The aggregate proceeds of the Offering are anticipated to be used for advancement of the Company's Murdock Property and for general working capital. The Company may pay a finder's fee on a portion of the gross proceeds of the Offering. All securities issued in connection with the Offering are subject to a statutory hold period expiring four months and one day after the Date of Issue, as set out in National Instrument 45‐102 - Resale of Securities. The Offering remains subject to regulatory approval and the approval of the CSE.
The Company also wishes to announce that it has closed the private placement of units as detailed in its news releases dated March 18, 2024; June 6, 2024; July 23, 2024; August 20, 2024; and September 27, 2024, consisting of an aggregate of 7,480,000 units of the Company at a price of $0.05 per unit for gross aggregate proceeds of $374,000.
Nevada Organic Phosphate Inc.
NOP is a junior exploration company with a sedimentary rock phosphate property (the "Murdock Property") hosting a nearly flat lying sedimentary bed of known phosphate mineralization in NE Nevada.
The increasing interest in organic and sustainable agriculture practices has contributed to the demand for organic fertilizers, including those derived from rock phosphate. Organic rock phosphate is often marketed as a fertilizer that not only provides phosphorus but also contributes to overall soil health.
The Issuer aims to be one of the only certified organic rock phosphate producers with large scale potential in North America.
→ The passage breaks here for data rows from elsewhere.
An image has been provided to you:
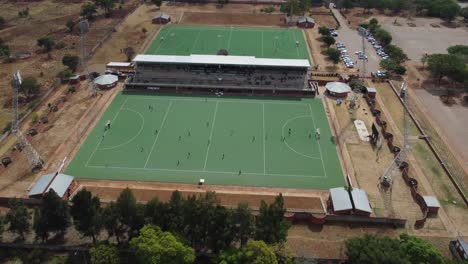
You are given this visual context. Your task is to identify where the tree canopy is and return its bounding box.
[6,199,31,239]
[35,189,71,238]
[62,54,80,71]
[346,234,445,264]
[70,189,103,242]
[80,2,97,20]
[326,48,341,64]
[89,242,120,264]
[427,54,466,82]
[130,225,195,264]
The Murdock Property is situated adjacent to a main highway and the rail head to California.
Neither the Canadian Securities Exchange nor its regulations services providers have reviewed or accept responsibility for the adequacy or accuracy of this release.
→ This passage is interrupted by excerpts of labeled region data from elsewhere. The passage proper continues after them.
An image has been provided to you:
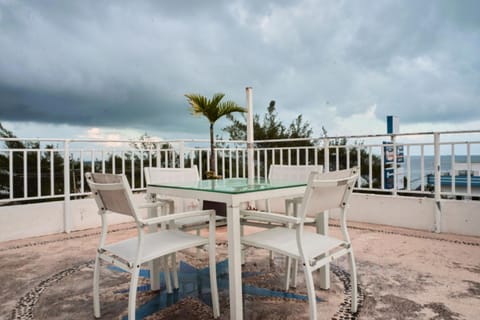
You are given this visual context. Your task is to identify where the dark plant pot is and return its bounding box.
[203,200,227,217]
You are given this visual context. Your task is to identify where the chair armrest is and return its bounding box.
[137,199,170,209]
[139,210,215,226]
[240,210,300,224]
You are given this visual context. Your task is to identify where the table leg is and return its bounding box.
[227,204,243,320]
[148,207,160,291]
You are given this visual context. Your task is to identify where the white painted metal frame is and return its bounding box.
[242,168,359,320]
[147,180,305,319]
[86,173,220,320]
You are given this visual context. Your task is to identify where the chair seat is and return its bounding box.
[242,227,345,259]
[104,230,208,263]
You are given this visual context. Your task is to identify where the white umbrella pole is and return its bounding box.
[245,87,255,184]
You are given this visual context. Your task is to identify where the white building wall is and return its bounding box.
[0,193,480,241]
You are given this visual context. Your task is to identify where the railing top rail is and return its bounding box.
[0,129,480,144]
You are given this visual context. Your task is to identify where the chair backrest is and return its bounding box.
[144,165,200,184]
[85,172,137,219]
[300,168,359,218]
[268,164,323,182]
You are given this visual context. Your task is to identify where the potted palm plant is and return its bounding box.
[185,93,247,216]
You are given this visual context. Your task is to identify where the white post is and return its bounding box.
[178,141,185,168]
[433,132,442,233]
[63,140,72,233]
[245,87,255,184]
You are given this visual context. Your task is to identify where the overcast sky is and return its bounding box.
[0,0,480,139]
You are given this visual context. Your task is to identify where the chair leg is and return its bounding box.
[292,259,298,288]
[303,263,317,320]
[160,256,173,293]
[348,250,358,313]
[285,257,292,291]
[172,253,180,289]
[128,265,140,320]
[93,254,100,318]
[208,238,220,318]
This news release may contain forward-looking statements and information ("FLSI") within the meaning of applicable securities laws. FLSI may include expectations, anticipations, beliefs, opinions, plans, intentions, estimates, forecasts, projections, guidance or other similar statements and information that are not historical facts. All statements which are not historical statements are considered FLSI. Forward- looking statements in this press release include, but are not limited to, statements regarding the proposed Offering and the anticipated use of proceeds of the Offering. All FLSI is based on assumptions, which may prove inaccurate, and subject to certain risks and uncertainties, including without limitation those risks and uncertainties identified in the Company's public securities filings, which may cause actual events or results to differ materially from those indicated or implied in FLSI. Accordingly, readers should not place undue reliance or value on FLSI. Although the Company believes that the expectations reflected in any FLSI in this news release are reasonable at the present time, it can give no assurance that such FLSI will prove to be correct. Any FLSI in this news release is made as of the date hereof and the Company undertakes no obligations to publicly update or revise any FLSI, whether as a result of new information, future events or otherwise, unless required by applicable securities laws. Any FLSI in this news release is expressly qualified in its entirety by this cautionary statement.